As my colleague James Carafano points out, Eisenhower was both right and wrong. The U.S. today spends far less, either as a share of GDP or as a proportion of the federal budget, on defense than it did in 1961. The largest corporation that is primarily a defense contractor checks in at number 44 on the Fortune list. In 1961, Eisenhower noted that the U.S. had 3.5 million men and women (in a nation of 189 million) under arms; today, it has about 1.5 million, in a nation of over 300 million. The U.S. now has many fewer bases, at home and abroad, than it did in 1961, and many of the large countries that the U.S. was responsible for garrisoning – including all of Western Europe – in Eisenhower’s day now have few U.S. troops and are far down the list of U.S. security concerns. By any measure, the “military-industrial complex” is vastly smaller today than it was in 1961.
This is mostly because of the one development Eisenhower did not anticipate. He believed that “Unhappily, the danger [Communism] poses promises to be of indefinite duration.” It would have astonished Ike to have been told that the Soviet Union would collapse only thirty years after his speech. That victory had many results, but one of them was the “military-industrial complex,” already much diminished from 1961, shrunk radically in the 1990s.
That, of course, does not stop the Left from banging on about its dangers. Too bad they don’t read the speech. For the case Eisenhower was making was not that defense spending is dangerous. Indeed, he said it was vitally necessary – and today, he would point out that cuts in defense spending are unbalanced, and pose dangers of their own. He was arguing that undemocratic direction from above, especially if directed by big and bureaucratic government, is dangerous. It was top-down control – not the possession and funding of armed forces that reflect the needs and threats of the day – that Eisenhower found threatening. He was concerned partly it poses the danger of national insolvency – a danger that is all too real today – but fundamentally because it threatened the “the supreme goals of our free society.” And that is a risk that the Left is absolutely uninterested in acknowledging.

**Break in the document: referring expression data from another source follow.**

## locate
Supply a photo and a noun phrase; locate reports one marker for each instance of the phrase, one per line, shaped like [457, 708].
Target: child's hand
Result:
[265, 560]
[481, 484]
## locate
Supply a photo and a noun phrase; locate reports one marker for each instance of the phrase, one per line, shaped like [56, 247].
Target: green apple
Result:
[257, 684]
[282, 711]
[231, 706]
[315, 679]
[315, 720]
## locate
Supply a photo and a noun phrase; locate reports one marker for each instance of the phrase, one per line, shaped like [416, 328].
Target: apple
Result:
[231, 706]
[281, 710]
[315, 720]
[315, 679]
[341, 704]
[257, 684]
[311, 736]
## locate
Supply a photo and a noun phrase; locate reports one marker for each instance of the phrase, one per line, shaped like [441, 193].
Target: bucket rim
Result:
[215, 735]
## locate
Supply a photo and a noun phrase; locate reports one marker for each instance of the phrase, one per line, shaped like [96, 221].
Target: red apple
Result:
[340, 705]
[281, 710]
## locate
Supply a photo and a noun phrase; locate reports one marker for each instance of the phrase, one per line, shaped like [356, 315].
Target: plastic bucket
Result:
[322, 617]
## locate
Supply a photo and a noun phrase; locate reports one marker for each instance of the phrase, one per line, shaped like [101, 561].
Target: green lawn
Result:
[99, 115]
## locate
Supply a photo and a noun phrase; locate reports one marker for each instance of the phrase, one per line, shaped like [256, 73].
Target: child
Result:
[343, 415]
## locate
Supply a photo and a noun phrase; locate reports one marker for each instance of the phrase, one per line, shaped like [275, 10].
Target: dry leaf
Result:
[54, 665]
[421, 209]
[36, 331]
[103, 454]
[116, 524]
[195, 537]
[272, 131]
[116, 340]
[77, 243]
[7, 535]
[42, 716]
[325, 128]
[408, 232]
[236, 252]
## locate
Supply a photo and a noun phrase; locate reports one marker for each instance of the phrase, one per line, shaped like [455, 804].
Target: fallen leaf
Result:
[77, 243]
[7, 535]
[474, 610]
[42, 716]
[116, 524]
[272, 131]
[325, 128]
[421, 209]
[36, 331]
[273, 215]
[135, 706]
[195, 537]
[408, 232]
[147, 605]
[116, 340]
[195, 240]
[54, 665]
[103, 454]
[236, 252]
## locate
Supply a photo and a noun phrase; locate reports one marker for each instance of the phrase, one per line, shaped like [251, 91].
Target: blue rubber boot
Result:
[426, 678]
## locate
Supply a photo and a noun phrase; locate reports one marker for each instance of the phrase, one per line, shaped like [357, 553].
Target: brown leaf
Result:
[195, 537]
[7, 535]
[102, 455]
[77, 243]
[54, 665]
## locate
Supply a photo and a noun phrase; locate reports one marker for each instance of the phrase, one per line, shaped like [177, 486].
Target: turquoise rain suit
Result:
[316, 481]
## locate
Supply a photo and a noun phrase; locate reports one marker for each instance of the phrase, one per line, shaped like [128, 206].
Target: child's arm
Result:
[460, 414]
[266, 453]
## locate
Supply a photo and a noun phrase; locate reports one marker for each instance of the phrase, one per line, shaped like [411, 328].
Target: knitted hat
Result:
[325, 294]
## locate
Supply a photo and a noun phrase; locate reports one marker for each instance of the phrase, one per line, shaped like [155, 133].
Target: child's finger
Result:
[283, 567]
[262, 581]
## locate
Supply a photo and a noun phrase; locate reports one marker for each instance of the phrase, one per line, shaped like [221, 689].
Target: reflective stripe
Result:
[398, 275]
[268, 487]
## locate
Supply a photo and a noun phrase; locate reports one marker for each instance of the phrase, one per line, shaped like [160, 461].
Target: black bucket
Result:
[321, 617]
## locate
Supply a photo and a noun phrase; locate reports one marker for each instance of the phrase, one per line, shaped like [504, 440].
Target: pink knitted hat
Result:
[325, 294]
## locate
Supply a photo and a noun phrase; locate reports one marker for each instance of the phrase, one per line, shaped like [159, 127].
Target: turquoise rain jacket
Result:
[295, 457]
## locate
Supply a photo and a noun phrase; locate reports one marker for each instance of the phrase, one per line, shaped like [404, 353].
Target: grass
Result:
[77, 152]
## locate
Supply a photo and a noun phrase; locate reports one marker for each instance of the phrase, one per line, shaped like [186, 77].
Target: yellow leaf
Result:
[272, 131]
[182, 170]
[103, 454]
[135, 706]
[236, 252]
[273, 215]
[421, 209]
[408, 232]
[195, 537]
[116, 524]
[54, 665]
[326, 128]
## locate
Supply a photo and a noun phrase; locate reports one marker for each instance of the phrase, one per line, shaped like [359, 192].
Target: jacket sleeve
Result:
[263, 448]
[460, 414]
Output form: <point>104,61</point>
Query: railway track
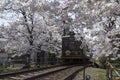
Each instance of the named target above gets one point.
<point>67,73</point>
<point>4,76</point>
<point>48,73</point>
<point>31,74</point>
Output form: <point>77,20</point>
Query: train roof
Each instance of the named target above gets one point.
<point>66,36</point>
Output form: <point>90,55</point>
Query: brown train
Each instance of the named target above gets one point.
<point>71,50</point>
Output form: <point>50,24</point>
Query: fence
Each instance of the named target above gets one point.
<point>112,72</point>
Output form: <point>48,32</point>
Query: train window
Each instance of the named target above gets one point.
<point>66,44</point>
<point>71,45</point>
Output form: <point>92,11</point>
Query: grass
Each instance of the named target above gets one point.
<point>95,73</point>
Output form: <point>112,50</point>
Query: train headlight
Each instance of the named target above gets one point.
<point>67,52</point>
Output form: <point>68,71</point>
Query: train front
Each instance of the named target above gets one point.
<point>71,47</point>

Amidst other similarities, both Eisenhower and Washington spoke of the need to avoid “the baneful effects of the spirit of party.” Taking inspiration from that thought, perhaps liberals and conservatives can find agreement in Eisenhower’s Farewell Speech. Conservatives can recognize, as they already do, that “Only an alert and knowledgeable citizenry can compel the proper meshing of the huge industrial and military machinery of defense with our peaceful methods and goals.” For their part, liberals can acknowledge that, as a “free and religious people,” Americans must seek “balance between the clearly necessary and the comfortably desirable, balance between our essential national requirements as a nation and the duties imposed by the nation on the individual.”
In an era when the Federal Government is vastly larger and more intrusive than it was in Eisenhower’s day, such an acknowledgement would move us far towards the conservative vision for American leadership, strength, and liberty that Eisenhower’s Address embodied.